A Python library for obtaining asymmetric measures of association between categorical variables in data exploration and description
Project description
ASymCat: Asymmetric Categorical Association Analysis
ASymCat is a comprehensive Python library for analyzing asymmetric associations between categorical variables.
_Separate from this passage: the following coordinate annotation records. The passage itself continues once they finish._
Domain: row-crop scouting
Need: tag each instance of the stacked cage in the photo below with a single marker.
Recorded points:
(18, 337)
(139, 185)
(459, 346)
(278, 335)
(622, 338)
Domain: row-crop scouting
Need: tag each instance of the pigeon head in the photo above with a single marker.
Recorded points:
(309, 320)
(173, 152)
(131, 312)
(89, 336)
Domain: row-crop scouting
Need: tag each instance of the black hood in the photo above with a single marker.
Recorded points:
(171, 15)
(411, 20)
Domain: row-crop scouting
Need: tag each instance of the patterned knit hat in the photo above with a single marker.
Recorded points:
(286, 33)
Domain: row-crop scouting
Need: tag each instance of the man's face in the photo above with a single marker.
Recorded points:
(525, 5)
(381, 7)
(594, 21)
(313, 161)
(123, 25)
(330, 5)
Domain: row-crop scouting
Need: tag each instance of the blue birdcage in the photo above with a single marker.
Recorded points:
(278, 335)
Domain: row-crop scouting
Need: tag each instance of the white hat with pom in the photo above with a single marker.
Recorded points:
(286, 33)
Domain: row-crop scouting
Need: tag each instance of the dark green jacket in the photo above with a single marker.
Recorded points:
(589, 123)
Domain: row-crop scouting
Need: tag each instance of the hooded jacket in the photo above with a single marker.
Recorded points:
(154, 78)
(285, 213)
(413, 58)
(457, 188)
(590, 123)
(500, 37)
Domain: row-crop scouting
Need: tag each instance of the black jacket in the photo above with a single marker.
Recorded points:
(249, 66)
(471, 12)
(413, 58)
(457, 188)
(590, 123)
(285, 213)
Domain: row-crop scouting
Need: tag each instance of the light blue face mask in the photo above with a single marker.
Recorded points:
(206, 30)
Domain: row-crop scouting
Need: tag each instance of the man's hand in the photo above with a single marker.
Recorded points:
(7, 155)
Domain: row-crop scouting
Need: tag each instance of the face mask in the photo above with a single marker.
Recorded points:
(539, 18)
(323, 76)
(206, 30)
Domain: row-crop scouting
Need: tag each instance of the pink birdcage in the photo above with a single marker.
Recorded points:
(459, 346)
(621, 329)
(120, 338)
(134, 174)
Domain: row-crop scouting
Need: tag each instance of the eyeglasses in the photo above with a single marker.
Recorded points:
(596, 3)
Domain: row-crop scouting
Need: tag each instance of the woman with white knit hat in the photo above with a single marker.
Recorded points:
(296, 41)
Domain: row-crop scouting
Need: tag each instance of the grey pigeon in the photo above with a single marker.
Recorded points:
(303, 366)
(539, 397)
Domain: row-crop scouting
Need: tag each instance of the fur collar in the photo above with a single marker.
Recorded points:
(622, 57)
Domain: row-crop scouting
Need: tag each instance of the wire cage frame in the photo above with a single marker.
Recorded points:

Unlike traditional symmetric measures that treat relationships as bidirectional, ASymCat provides directional measures that reveal which variable predicts which, making it invaluable for understanding causal relationships, dependencies, and information flow in categorical data.
Key Features
- 17+ Association Measures: From basic MLE to advanced information-theoretic measures
- Directional Analysis: X→Y vs Y→X asymmetric relationship quantification
- Robust Smoothing: FreqProb integration for numerical stability
- Multiple Data Formats: Sequences, presence-absence matrices, n-grams
- Scalable Architecture: Optimized for large datasets with efficient algorithms
Why Asymmetric Measures Matter
Traditional measures like Pearson's χ² or Cramér's V treat associations as symmetric: the relationship between X and Y is the same as between Y and X. However, many real-world relationships are inherently directional:
- Linguistics: Phoneme transitions may be predictable in one direction but not the other
- Ecology: Species presence may predict other species asymmetrically
- Market Research: Product purchases may show directional dependencies
- Medical Analysis: Symptoms may predict conditions more reliably than vice versa
ASymCat quantifies these directional relationships, revealing hidden patterns that symmetric measures miss.
Quick Example
import asymcat
# Load your categorical data
data = asymcat.read_sequences("data.tsv") # or read_pa_matrix() for binary data
# Collect co-occurrences
cooccs = asymcat.collect_cooccs(data)
# Create scorer and analyze
scorer = asymcat.CatScorer(cooccs)
# Get asymmetric measures
mle_scores = scorer.mle() # Maximum likelihood estimation
pmi_scores = scorer.pmi() # Pointwise mutual information
chi2_scores = scorer.chi2() # Chi-square with smoothing
fisher_scores = scorer.fisher() # Fisher exact test
# Each returns {(x, y): (x→y_score, y→x_score)}
print(f"A→B: {mle_scores[('A', 'B')][0]:.3f}")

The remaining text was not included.